# Research Plan: Mitigating Privacy Risk of Adversarial Examples with Counterfactual Explanations

## Problem

We aim to address the fundamental tension between robustness and privacy in machine learning models. Current robust models trained with adversarial examples exhibit significantly higher privacy risks compared to non-robust models, creating a critical security vulnerability. The primary hypothesis is that the generalization gap between adversarial and original examples enables privacy attackers to detect distributional differences, thereby increasing privacy risks in robust models.

We observe that existing adversarial example generation methods produce perturbations that are often perceptible and meaningless, particularly on grayscale datasets, violating the core definition of adversarial examples as imperceptible modifications. Additionally, traditional privacy-preserving techniques for non-robust models fail when applied to robust models, as they significantly degrade predictive performance.

Our research questions focus on: (1) whether counterfactual explanations can be leveraged to generate adversarial examples with reduced privacy risks, (2) how to maintain adversarial robustness while achieving privacy protection equivalent to random guessing, and (3) what constitutes the optimal balance between accuracy, robustness, and privacy in model training.

## Method

We propose a novel approach that combines counterfactual explanations with adversarial example generation to create "counterfactual adversarial examples." Our methodology builds on the observation that both adversarial examples and counterfactual explanations involve adding perturbations to alter model predictions, but differ in their constraints and objectives.

The core innovation lies in reversing the traditional generation process: instead of directly perturbing an original sample, we identify the nearest neighbor from a different class and generate counterfactual explanations of this neighbor sample to produce adversarial examples for the original. This approach ensures the generated adversarial examples incorporate features from the neighbor class while maintaining characteristics of the original sample.

We will employ autoencoders for counterfactual explanation generation, as they provide superior privacy performance compared to generative models like GANs. The generation process operates in latent space to enhance privacy protection and produce more imperceptible perturbations. We will incorporate sparsity constraints to reduce the generalization gap between adversarial and original datasets, and decouple the adversarial generation process from model training to prevent the model from memorizing individual samples.

## Experiment Design

We will conduct experiments using CNN architectures with three dropout layers on the MNIST dataset to evaluate our approach against established methods including PGD and AdvGAN. The experimental framework will maintain consistent model architectures across generation and training processes, with all models fully trained without overfitting to minimize generalization gap impacts.

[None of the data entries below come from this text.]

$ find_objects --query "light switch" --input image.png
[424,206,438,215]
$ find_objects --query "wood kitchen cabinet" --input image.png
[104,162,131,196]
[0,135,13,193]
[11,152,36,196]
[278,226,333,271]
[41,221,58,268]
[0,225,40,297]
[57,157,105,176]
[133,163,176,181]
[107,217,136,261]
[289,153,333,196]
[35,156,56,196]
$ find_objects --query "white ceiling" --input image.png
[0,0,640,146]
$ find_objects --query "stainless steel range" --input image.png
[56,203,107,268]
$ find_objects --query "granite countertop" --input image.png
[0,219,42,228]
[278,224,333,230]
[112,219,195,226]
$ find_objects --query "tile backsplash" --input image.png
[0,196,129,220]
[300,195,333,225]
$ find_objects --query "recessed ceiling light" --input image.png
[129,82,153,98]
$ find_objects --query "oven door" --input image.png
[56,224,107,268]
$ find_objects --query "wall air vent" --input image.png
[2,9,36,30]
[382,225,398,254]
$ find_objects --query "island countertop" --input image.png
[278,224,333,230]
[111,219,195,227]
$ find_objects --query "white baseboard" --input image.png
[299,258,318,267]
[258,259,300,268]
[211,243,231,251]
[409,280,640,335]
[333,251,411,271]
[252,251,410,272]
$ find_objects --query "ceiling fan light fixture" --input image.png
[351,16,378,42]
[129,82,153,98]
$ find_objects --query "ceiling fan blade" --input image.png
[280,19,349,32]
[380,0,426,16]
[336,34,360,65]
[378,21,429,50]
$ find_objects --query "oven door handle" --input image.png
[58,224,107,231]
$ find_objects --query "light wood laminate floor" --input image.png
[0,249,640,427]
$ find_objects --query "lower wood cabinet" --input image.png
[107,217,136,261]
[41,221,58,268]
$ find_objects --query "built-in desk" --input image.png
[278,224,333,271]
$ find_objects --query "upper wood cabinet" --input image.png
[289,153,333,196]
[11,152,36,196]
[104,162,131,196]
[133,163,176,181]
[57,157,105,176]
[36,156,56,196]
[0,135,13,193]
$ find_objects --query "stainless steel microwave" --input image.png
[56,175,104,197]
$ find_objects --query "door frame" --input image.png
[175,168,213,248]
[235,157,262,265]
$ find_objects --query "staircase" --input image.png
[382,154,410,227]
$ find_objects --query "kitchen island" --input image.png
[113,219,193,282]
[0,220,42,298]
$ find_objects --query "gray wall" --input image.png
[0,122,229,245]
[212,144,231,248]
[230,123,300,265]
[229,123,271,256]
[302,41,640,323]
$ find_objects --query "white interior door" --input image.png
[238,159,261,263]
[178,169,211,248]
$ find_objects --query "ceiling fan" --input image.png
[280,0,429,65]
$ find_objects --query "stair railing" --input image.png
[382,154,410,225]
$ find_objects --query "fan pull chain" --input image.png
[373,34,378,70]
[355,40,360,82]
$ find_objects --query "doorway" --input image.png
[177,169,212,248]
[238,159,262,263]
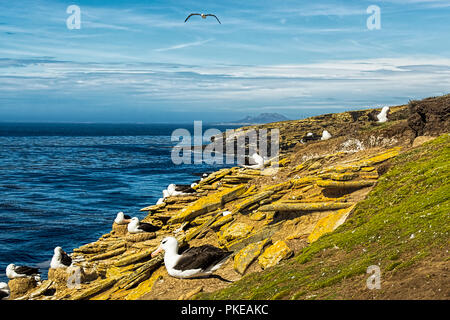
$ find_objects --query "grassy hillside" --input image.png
[199,134,450,299]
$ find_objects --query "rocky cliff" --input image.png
[9,95,450,300]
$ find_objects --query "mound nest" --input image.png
[125,232,156,242]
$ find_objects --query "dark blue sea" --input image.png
[0,123,241,281]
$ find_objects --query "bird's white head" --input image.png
[152,237,178,257]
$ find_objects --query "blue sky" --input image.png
[0,0,450,122]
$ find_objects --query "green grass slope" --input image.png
[201,134,450,299]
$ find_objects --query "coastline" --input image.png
[7,94,445,300]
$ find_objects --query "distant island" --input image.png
[228,113,289,124]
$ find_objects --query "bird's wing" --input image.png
[14,266,39,276]
[205,14,222,24]
[184,13,201,22]
[174,244,232,270]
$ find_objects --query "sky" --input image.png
[0,0,450,123]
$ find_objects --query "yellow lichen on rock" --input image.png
[308,205,355,243]
[233,239,270,274]
[8,277,37,300]
[169,184,247,224]
[258,240,294,269]
[125,268,163,300]
[219,222,253,243]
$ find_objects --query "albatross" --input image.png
[152,237,233,279]
[127,217,161,233]
[242,152,264,169]
[184,13,222,24]
[50,247,72,269]
[6,263,41,281]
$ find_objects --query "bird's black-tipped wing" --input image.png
[192,172,212,178]
[184,13,201,22]
[205,13,222,24]
[174,244,232,271]
[14,266,39,276]
[61,251,72,266]
[138,222,161,232]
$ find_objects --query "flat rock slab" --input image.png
[258,240,294,269]
[259,202,352,211]
[233,239,270,274]
[169,185,247,224]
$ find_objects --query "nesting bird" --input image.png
[127,217,161,233]
[184,13,222,24]
[50,247,72,269]
[152,237,232,279]
[114,211,131,224]
[6,263,41,281]
[163,183,196,198]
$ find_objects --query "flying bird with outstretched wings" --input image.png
[184,13,222,24]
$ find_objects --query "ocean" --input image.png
[0,123,241,281]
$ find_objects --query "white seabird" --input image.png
[0,282,10,300]
[152,237,232,279]
[320,130,331,140]
[6,263,41,281]
[377,106,389,122]
[50,247,72,269]
[127,217,161,233]
[184,13,222,24]
[114,211,131,224]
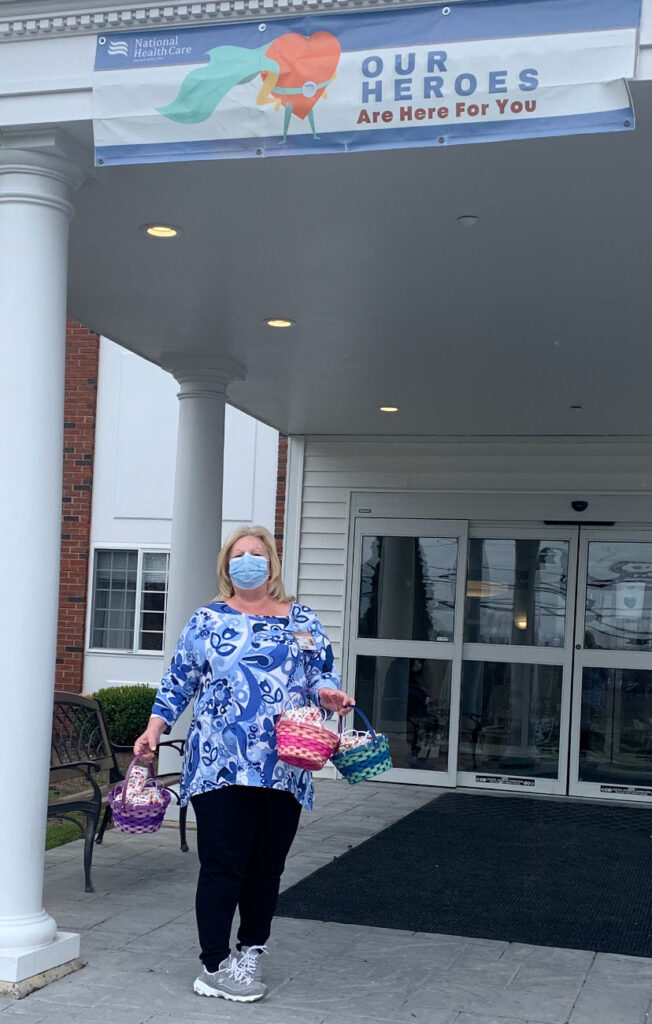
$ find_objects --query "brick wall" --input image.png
[274,434,288,562]
[55,319,99,693]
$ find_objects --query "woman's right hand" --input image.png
[133,716,166,765]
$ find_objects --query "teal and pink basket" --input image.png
[275,703,392,783]
[331,708,392,784]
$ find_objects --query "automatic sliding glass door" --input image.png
[458,526,577,793]
[569,529,652,801]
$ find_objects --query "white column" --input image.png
[0,132,82,983]
[159,354,245,778]
[163,356,245,667]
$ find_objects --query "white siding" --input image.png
[296,437,652,664]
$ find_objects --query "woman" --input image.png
[134,526,355,1002]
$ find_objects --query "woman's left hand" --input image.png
[319,686,355,715]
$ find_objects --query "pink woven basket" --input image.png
[275,709,340,771]
[106,758,170,836]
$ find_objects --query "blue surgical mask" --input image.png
[228,551,269,590]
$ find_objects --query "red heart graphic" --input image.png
[261,32,342,118]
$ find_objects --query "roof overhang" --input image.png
[0,0,652,435]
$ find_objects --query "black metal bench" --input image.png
[47,690,188,893]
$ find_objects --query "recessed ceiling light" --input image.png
[265,316,295,327]
[143,224,181,239]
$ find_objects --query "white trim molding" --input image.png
[0,0,468,42]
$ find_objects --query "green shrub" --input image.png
[91,683,156,746]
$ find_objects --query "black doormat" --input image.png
[277,794,652,956]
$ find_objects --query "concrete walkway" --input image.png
[0,780,652,1024]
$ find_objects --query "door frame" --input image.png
[457,522,579,794]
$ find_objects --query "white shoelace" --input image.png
[228,946,267,985]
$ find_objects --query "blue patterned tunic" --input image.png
[151,603,340,810]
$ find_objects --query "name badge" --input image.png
[293,630,317,650]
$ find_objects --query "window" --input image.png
[89,549,170,652]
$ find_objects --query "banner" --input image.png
[93,0,641,165]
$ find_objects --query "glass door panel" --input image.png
[347,517,467,785]
[458,525,577,793]
[464,537,568,647]
[355,654,452,772]
[459,662,563,785]
[358,536,458,643]
[569,530,652,801]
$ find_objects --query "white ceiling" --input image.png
[63,77,652,435]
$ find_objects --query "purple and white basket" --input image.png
[106,758,170,835]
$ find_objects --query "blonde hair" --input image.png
[217,526,294,601]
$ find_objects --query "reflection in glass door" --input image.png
[458,527,577,793]
[349,519,466,784]
[570,529,652,801]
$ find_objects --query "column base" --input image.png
[0,932,81,998]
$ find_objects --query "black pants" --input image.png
[188,785,301,972]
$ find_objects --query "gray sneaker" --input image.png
[192,946,267,1002]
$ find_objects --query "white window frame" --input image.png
[86,542,170,657]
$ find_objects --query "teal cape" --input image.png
[158,44,279,125]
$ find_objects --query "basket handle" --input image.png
[122,757,157,811]
[338,705,379,743]
[279,690,327,719]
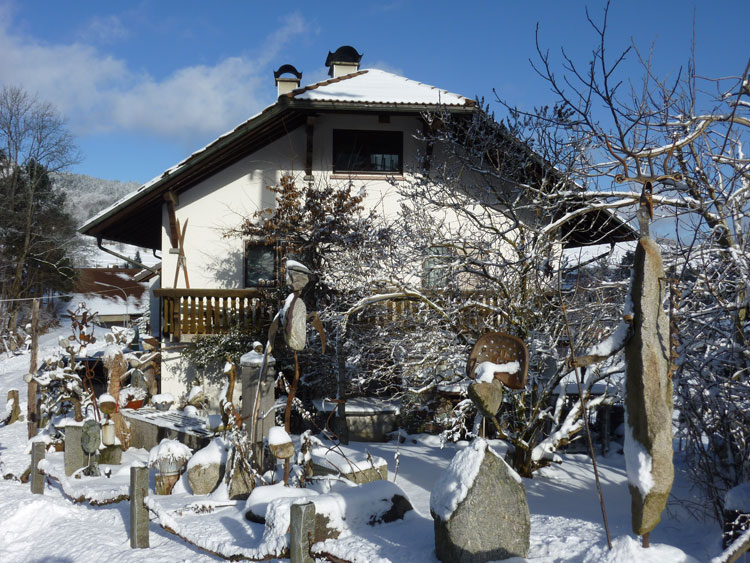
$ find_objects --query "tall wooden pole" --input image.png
[26,299,39,439]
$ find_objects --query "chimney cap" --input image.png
[273,64,302,80]
[326,45,362,66]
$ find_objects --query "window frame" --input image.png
[331,129,404,176]
[242,239,279,289]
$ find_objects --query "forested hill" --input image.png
[53,172,140,226]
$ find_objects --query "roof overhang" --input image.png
[79,99,475,250]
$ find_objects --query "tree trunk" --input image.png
[26,299,39,439]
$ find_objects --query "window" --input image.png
[333,129,404,174]
[422,246,453,289]
[245,242,276,287]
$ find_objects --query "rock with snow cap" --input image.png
[430,438,531,563]
[268,426,294,459]
[187,438,227,495]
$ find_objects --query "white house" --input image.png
[80,46,636,404]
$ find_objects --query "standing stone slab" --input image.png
[30,442,47,495]
[65,423,88,477]
[240,348,276,467]
[625,237,674,535]
[430,438,531,563]
[5,389,21,424]
[130,465,149,549]
[289,502,315,563]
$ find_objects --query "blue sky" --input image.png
[0,0,750,182]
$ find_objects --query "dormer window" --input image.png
[333,129,404,174]
[245,241,278,287]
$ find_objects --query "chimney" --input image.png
[326,45,362,78]
[273,65,302,96]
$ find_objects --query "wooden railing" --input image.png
[154,289,501,341]
[154,289,275,341]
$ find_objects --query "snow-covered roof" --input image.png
[288,69,474,106]
[78,69,475,246]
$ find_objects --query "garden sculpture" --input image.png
[250,260,326,484]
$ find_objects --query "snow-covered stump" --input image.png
[625,237,674,545]
[102,344,130,450]
[430,438,531,563]
[289,502,315,563]
[148,438,193,495]
[64,422,88,477]
[130,465,149,549]
[29,442,47,495]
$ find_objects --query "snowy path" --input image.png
[0,329,720,563]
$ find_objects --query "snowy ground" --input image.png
[0,322,721,563]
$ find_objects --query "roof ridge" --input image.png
[368,68,474,103]
[284,69,370,99]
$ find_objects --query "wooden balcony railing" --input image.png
[154,289,275,341]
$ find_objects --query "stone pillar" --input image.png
[5,389,21,424]
[240,347,276,450]
[289,502,315,563]
[65,423,88,477]
[130,465,149,549]
[29,442,47,495]
[625,237,674,536]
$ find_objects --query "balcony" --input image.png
[154,289,276,342]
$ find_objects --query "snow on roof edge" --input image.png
[78,69,475,233]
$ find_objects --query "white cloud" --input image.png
[0,9,308,144]
[80,14,130,43]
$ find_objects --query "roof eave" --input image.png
[78,103,287,242]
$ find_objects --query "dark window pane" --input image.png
[333,129,404,174]
[245,244,276,287]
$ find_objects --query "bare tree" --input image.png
[0,87,79,330]
[484,2,750,519]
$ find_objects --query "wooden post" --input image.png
[26,299,40,439]
[29,442,47,495]
[289,502,315,563]
[130,465,150,549]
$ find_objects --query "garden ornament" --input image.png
[250,260,326,484]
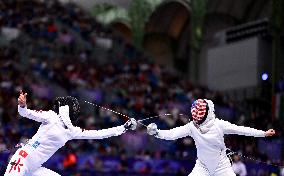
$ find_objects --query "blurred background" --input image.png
[0,0,284,176]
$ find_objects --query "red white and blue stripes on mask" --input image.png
[191,99,209,125]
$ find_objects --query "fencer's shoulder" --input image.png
[215,118,231,126]
[189,121,195,128]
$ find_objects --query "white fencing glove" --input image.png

Privacy risk assessment will utilize membership inference attacks (MIA) under black-box settings, where attackers can only access prediction results. We will employ state-of-the-art attack methods specifically designed for robust models to evaluate privacy leakage. The separation of adversarial generation and training processes will be implemented across all methods for fair comparison.

To analyze the relationship between robustness and privacy, we will systematically vary the proportion of adversarial examples in training sets while controlling total data quantity. We will use t-SNE visualization to examine data distribution similarities between original and adversarial datasets, providing insights into why our method achieves better privacy performance.

The evaluation metrics will include training accuracy, test accuracy, and MIA accuracy, with the goal of achieving MIA accuracy approaching 50% (random guessing level) while maintaining competitive model performance. We will also analyze the semantic meaningfulness of generated perturbations and their alignment with adversarial example definitions across different dataset types.